Then again, those were the halcyon dot-com bubble days, when investors threw money at anything. At the time, a lot more ink and, in many cases, investor money was spilled on the likes of companies with hotter business models and cooler names than SPS Commerce. Who could forget NetPerceptions, Wwwrrrr, University.com, Shopforschool.com and Interelate?

They are all gone, but SPS Commerce just reported its 39th consecutive profitable quarter.

Not that it wasn't touch and go. Archie Black, who was hired as SPS's chief financial officer, earned a battlefield promotion to CEO in 2001. The company, which employed 200 at the time, would ultimately shrink to 75.

Black quickly focused all of SPS's efforts on developing the company's supply chain management software. Instead of packaging a program that customers would have to buy and install, SPS offered a subscription service delivered over the Web.

This was long before "cloud computing" became a megatrend, but thousands of vendors who work with the nation's retailers were quick to grasp both the importance and convenience.

Today, 12,000 customers pay a monthly subscription to use SPSCommerce.net, a central hub that enables them to link their supply chain systems with major retailers like Target, Wal-Mart, Macy's and Safeway.

"They've been able to build the business slowly over time, but with high retention rates with people who really value their business," said Michael Gorman, a board member and investor since 1998.

Black recently opened a 15-person office in Beijing, but most of the actual work for Asian customers is performed in the Twin Cities, where SPS employs 325. Black said he's never had to consider relocating the company to lure more tech talent. His senior management team includes former high ranking employees at Microsoft and Oracle who were based in Minnesota.
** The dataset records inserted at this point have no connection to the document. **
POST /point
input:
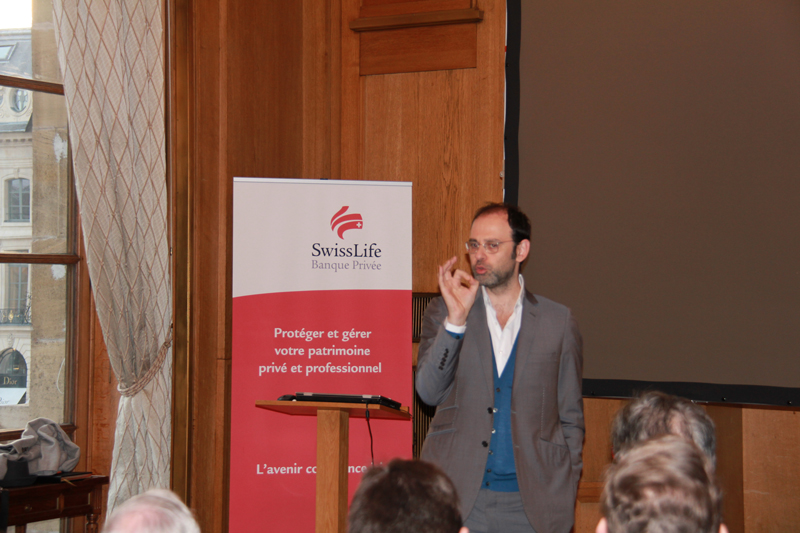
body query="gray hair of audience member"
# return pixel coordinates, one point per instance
(654, 413)
(662, 485)
(154, 511)
(405, 497)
The company's chief financial officer came from Amazon.com.

Black also rejects the notion that something in Minnesota's water or air -- the so-called cabin culture -- makes us less inclined to take the entrepreneurial plunge. If so, how to explain Compellent or Digital River, an Eden Prairie-based firm with more than 1,200 employees and a market cap of $1.3 billion?

"I don't buy it at all," Black said.

Gorman, a managing partner at the venture firm Split Rock Partners who has been investing in Minnesota technology companies since the mid-1990s, sees an increasingly fertile sector at the moment, with the likes of Alvenda, which has developed an e-commerce platform for Facebook and other social media.
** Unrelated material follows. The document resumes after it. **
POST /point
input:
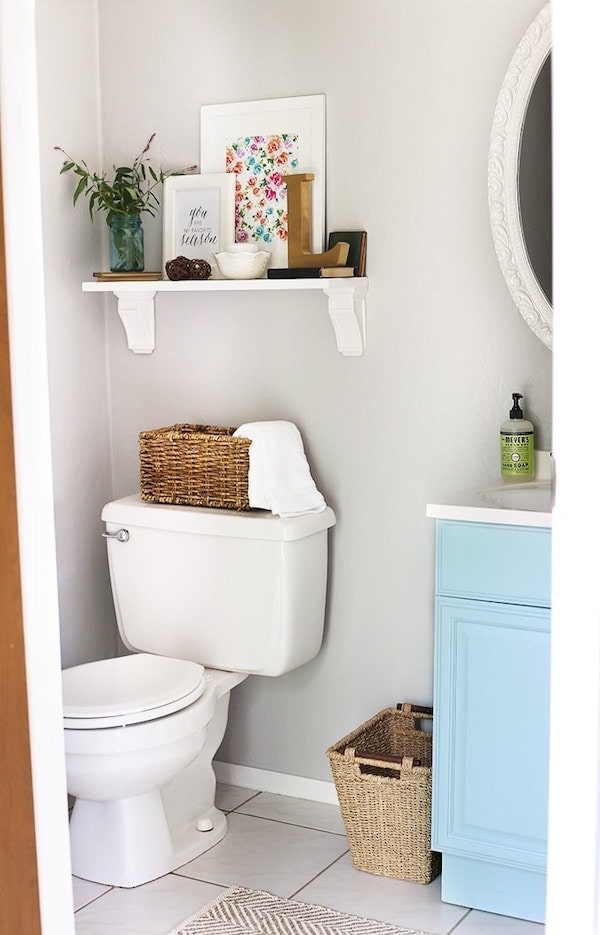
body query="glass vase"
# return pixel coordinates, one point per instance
(125, 243)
"Regions can be dramatically changed by one or two companies," Gorman said.

Sound crazy? Look at Chicago, home to Groupon. A year ago, the company had 124 employees. Now it has more than 3,000, and earlier this month it turned down a $6 billion offer from Google.

Corporate acquisitions are one of the most sincere forms of flattery, so in this light Compellent's sale is encouraging. It proves that Minnesota can still be relevant in technology circles, and it means there's a new group of technology millionaires with money to invest.